Updated: Jul 30, 2020

There was no doubt about the Magic this time. Down and down they rushed, first through darkness and then through a mass of vague and whirling shapes which might have been almost anything. It grew lighter. Then suddenly they felt they were standing on something solid. A moment later everything came into focus and they were able to look about them.

In The Magician’s Nephew by CS Lewis, Polly and Digory travel to a wood, “the quietest wood you could possibly imagine”, where glittering pools lead to different worlds.

You might not think that my job involves a lot of travel, but it does. I jump in those pools, and I travel far beyond my own world. Sometimes I visit three or four in a day. It’s exhilarating and intoxicating.

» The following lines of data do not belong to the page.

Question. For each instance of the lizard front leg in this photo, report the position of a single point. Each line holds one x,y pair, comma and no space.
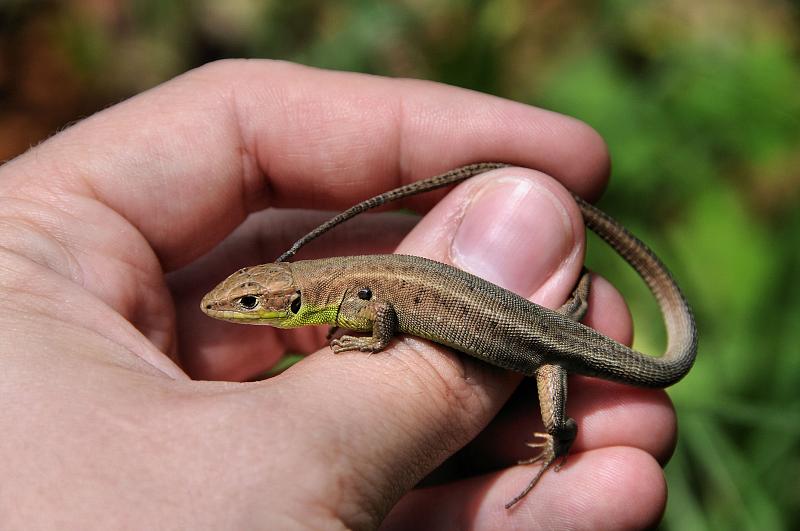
384,327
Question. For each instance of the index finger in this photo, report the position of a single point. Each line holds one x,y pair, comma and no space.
187,161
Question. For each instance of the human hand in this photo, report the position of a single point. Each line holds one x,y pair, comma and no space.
102,425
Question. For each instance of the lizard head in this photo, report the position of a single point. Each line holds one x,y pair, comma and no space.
263,294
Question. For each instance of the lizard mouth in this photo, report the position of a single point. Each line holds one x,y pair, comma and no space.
238,316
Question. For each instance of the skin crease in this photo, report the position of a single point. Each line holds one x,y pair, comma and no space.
104,424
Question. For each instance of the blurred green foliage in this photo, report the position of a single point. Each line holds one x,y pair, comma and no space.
700,105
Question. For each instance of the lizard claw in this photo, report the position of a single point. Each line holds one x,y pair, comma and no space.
547,456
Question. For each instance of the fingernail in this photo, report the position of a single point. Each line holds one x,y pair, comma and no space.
514,233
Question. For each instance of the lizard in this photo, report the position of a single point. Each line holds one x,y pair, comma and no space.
389,294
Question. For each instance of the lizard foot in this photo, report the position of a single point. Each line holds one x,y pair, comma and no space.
347,343
547,456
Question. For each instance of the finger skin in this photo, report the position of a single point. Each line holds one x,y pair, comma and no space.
93,218
607,479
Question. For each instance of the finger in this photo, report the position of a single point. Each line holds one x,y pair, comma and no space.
217,350
610,488
411,405
195,155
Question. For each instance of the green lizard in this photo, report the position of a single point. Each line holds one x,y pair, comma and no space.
391,294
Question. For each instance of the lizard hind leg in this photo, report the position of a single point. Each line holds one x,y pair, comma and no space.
551,382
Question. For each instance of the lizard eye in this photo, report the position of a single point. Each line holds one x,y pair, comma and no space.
295,307
248,302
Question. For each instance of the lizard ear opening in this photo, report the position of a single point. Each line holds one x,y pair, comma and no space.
295,307
365,294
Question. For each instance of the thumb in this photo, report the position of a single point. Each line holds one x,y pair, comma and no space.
382,422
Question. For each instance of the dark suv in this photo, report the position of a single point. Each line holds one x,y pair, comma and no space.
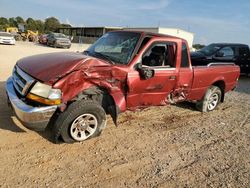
224,52
58,40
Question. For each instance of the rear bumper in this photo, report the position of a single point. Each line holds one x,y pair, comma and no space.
32,117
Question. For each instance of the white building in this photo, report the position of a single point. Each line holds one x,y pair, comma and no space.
188,36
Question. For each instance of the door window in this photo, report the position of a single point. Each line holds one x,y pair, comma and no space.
227,51
160,55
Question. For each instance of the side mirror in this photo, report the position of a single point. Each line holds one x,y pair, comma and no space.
219,54
145,72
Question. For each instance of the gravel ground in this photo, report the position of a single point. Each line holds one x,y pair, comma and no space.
170,146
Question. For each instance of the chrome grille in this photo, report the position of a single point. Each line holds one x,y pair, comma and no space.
21,80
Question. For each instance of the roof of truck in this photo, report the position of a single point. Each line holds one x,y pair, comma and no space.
145,33
230,44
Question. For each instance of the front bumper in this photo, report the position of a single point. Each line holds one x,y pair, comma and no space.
3,41
32,117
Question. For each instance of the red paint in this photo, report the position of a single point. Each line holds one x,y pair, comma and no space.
74,72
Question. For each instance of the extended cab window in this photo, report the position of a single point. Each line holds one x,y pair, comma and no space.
226,51
184,56
160,55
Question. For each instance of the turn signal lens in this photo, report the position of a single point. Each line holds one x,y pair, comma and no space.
43,100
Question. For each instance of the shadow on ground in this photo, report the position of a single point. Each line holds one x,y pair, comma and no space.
244,84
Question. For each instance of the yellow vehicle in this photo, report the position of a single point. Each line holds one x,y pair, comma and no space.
12,29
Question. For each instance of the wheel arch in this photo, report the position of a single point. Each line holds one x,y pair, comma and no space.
221,84
103,97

In each of these worlds, the rules are different. Underfoot I find rich soil, hard rock, shifting sands. Trees grow, but their shapes are not the same. Some are narrow and orderly. Some sprawl wildly. Cities rise against the skyline, silhouettes of blocks, spires, or domes. Geometry, light, and time itself all behave differently in these worlds. They are strange and beautiful.

We have fourteen subjects in my school, fourteen pools, fourteen worlds. Each on its own takes my breath away, and moving between them leaves me reeling. I am a traveller and a pilgrim, and it is the most wonderful thing.